« Annabelle Verhaeghe vit à Marseille et porte un travail pluridisciplinaire qui tend à faire sortir le texte du livre.
Consciente de l'apocalypse qui nous guette, elle écrit et dit des textes francs et sans fard qu'elle enchante au moyen de réalisations vidéo malicieuses.
Montages bricolés maison (usages de jouets, d'objets du quotidien, bruitages) dont l'apparente simplicité met en lumière une ingéniosité créative, ils invitent au décalage, à l’expérience de la tension entre texte et montage. »
Présentation d’Yves Arcaix pour la Maison de la Poésie de Nantes, 2019
Le poème se porte bien, texte et série photographique en cours, 2022
Démarche artistique
Commençons par le commencement.
Je peignais en autodidacte, et j'ai voulu étudier le théâtre et le cinéma pour forger mes sens du corps et de l'espace (et faire des films). J’ai tour à tour été dirigée et mis en scène, puis je me suis plus particulièrement intéressée au travail de la voix et de la parole, à comprendre comment le langage fonctionne. C'est ainsi que j’ai découvert la poésie contemporaine et commencé à écrire. Assez vite, le texte a pris la place d'une sorte de liant permettant des émulsions nouvelles. C'était logique, comme une suite de Fibonacci : 1 plus 1 fait 2, puis 3, puis 5.
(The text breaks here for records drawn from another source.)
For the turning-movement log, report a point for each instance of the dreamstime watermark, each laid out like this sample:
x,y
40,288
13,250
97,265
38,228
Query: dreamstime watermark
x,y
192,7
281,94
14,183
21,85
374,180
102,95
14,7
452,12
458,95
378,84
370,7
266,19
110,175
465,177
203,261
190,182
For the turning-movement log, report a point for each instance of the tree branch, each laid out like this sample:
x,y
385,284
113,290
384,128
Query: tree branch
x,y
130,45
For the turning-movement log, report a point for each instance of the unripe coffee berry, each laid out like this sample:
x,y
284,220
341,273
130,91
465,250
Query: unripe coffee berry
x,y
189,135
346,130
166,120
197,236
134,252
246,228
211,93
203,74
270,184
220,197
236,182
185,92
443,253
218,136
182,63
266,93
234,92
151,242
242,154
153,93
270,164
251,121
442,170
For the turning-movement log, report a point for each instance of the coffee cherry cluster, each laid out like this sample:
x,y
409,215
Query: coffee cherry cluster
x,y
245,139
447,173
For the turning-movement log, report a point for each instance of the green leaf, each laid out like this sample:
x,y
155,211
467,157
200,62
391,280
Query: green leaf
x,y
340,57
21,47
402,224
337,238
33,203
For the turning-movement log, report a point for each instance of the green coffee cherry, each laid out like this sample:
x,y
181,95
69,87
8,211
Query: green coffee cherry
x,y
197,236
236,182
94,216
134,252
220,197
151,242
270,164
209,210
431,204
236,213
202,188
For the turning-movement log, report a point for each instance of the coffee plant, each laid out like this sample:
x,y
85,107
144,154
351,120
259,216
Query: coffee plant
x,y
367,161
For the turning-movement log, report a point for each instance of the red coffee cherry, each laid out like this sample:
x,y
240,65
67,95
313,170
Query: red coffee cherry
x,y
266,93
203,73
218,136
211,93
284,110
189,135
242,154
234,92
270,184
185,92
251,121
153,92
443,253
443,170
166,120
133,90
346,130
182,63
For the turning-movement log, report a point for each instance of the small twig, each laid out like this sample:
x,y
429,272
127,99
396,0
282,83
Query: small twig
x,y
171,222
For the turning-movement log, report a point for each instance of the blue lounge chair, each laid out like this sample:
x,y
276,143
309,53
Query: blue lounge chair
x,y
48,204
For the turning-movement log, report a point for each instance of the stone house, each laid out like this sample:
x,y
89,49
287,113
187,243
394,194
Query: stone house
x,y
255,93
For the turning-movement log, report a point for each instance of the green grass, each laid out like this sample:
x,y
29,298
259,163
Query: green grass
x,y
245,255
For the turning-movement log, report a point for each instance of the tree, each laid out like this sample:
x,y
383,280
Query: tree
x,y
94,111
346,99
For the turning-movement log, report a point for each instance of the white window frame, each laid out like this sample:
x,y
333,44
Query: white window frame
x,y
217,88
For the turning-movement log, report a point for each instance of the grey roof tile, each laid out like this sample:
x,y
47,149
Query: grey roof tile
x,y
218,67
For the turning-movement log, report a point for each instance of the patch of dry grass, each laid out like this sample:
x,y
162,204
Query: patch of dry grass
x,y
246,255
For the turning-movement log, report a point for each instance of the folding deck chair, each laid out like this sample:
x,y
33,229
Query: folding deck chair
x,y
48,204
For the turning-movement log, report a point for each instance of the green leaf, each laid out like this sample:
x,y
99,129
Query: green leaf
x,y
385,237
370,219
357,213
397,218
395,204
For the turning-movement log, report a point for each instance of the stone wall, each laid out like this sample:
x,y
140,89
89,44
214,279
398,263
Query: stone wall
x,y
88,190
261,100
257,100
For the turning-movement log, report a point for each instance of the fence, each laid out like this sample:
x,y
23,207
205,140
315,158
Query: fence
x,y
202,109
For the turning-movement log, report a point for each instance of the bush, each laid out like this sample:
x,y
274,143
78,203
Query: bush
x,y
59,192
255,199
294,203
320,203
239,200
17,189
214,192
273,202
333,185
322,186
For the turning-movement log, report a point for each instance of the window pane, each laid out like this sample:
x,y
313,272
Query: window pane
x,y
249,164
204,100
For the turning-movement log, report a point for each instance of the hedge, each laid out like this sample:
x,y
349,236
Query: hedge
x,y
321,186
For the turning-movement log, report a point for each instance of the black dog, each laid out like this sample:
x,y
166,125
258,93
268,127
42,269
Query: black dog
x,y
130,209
J'essaie de déceler l'étrange, l'incommunicable, et de le traduire. Je cherche ce qui fait poésie, c’est ce qui fait — un peu trop — sens. C'est exponentiel, comme la reproduction des lapins et mon portfolio.
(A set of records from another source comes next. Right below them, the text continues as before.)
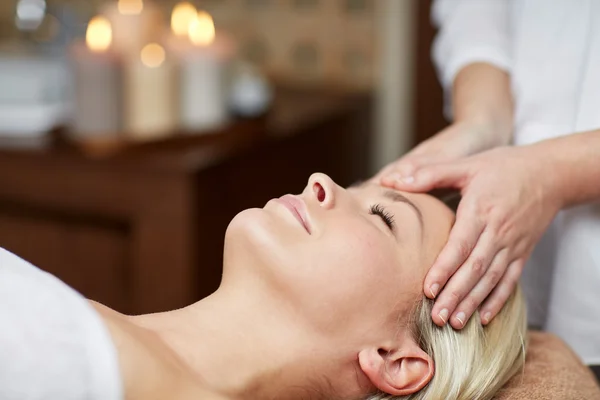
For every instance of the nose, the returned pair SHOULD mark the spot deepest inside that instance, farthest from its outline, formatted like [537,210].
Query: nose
[323,189]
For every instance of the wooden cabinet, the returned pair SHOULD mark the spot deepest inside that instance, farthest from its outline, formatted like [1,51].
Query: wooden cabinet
[140,227]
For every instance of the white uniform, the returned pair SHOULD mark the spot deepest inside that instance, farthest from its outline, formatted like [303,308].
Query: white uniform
[53,344]
[552,51]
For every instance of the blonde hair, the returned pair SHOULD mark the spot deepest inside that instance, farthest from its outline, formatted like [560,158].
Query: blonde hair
[475,362]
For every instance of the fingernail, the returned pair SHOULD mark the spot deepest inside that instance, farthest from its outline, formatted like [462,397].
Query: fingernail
[461,317]
[433,290]
[443,315]
[396,176]
[486,317]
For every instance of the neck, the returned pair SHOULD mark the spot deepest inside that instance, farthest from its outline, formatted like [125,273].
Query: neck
[243,346]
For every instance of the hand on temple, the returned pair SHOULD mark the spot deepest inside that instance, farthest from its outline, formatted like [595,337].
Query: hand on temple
[508,201]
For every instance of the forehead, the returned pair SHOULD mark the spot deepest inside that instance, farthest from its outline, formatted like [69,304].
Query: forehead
[437,218]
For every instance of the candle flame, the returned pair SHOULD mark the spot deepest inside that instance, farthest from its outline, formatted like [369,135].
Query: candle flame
[130,7]
[202,29]
[153,55]
[181,18]
[99,34]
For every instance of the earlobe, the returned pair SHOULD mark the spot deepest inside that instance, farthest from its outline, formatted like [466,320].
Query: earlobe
[399,372]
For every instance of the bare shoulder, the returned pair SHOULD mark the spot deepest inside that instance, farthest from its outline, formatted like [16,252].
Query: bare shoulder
[149,369]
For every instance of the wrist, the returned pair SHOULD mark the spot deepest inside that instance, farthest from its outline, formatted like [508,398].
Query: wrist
[486,131]
[554,173]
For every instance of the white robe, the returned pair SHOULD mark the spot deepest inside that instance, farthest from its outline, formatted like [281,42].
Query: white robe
[552,51]
[53,344]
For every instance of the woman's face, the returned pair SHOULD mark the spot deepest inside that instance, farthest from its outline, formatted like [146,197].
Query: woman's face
[344,260]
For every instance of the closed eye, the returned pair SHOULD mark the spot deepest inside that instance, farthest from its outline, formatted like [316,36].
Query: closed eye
[387,217]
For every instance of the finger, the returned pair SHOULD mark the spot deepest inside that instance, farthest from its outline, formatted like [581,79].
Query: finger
[463,237]
[496,300]
[482,289]
[464,280]
[428,177]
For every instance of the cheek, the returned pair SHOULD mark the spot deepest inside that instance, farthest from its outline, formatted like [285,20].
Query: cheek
[350,277]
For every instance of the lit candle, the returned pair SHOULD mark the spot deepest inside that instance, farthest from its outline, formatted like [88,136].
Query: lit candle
[134,24]
[151,101]
[177,39]
[97,82]
[204,70]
Mes œuvres sont souvent protéiformes : une musique peut devenir film, un texte va vers l’oral ou la musicalité, puis devient une animation peinte en stop-motion, une série photographique, ou bien donne corps à une sculpture que j’activerai en performance. Mes projets avancent également de manière simultanée, petit à petit, sur des temps longs, comme un tissage auquel sans cesse je reviens, et auquel de nouvelles fibres et morceaux s’ajoutent pour créer leur propre île, leurs propres règles.
Sahasrara, installation et préparation à la performance, résidence à La Factorie, Maison de la poésie de Normandie, Léry, mai 2021
Mon travail tourne autour de la question de ce qui est différent et veut se faire comprendre et vivre, et il se reconnait à travers certaines tendances maniaques. Déjà, je travaille beaucoup, en performance, sur le fait de cacher, transformer mon corps, ou bien habiter, faire parler un autre corps. J’aime façonner l’incarnation en créant des structures-costumes — une maison, un char-renard, un fantôme de yéti. Que dis-je, j’aime : j’adore construire des volumes, jouer avec l'espace, créer la surprise, seul le problème de stockage me retient de le faire plus souvent (la population de lapins dans mon atelier a atteint le seuil critique de l'industrie alimentaire).
Aussi, j’utilise la friction de l’inattendu, le décalage de certains mots ou l’absurde de situations méta-fictives pour déplacer la spectatrice ou le lecteur vers une zone comique, histoire de pouvoir explorer des sujets ou des sentiments pas forcément fun. Comme, par exemple : le rapport à la solitude, à la place de la nature au sein de l’anthropocène (et non l'inverse), à la perte de l’enfance, à la temporalité ou à la société actuelle.
C’est sans doute pour ça que mes projets utilisent la poésie et la (méta)fiction pour mettre en jeu l’oralité : je pense que l'oralité est l’endroit d’un mouvement possible. En contrepoint, mes peintures ou photographies (hors séries), médiums qui par essence durent dans le temps, restent figés, montrent des univers très silencieux, des paysages vides, des catastrophes ou instants fantastiques, des personnes qui dorment ou pensent.
En même temps, mon travail est un peu comme la langue française : il y a beaucoup de règles, et il y a beaucoup d’exceptions.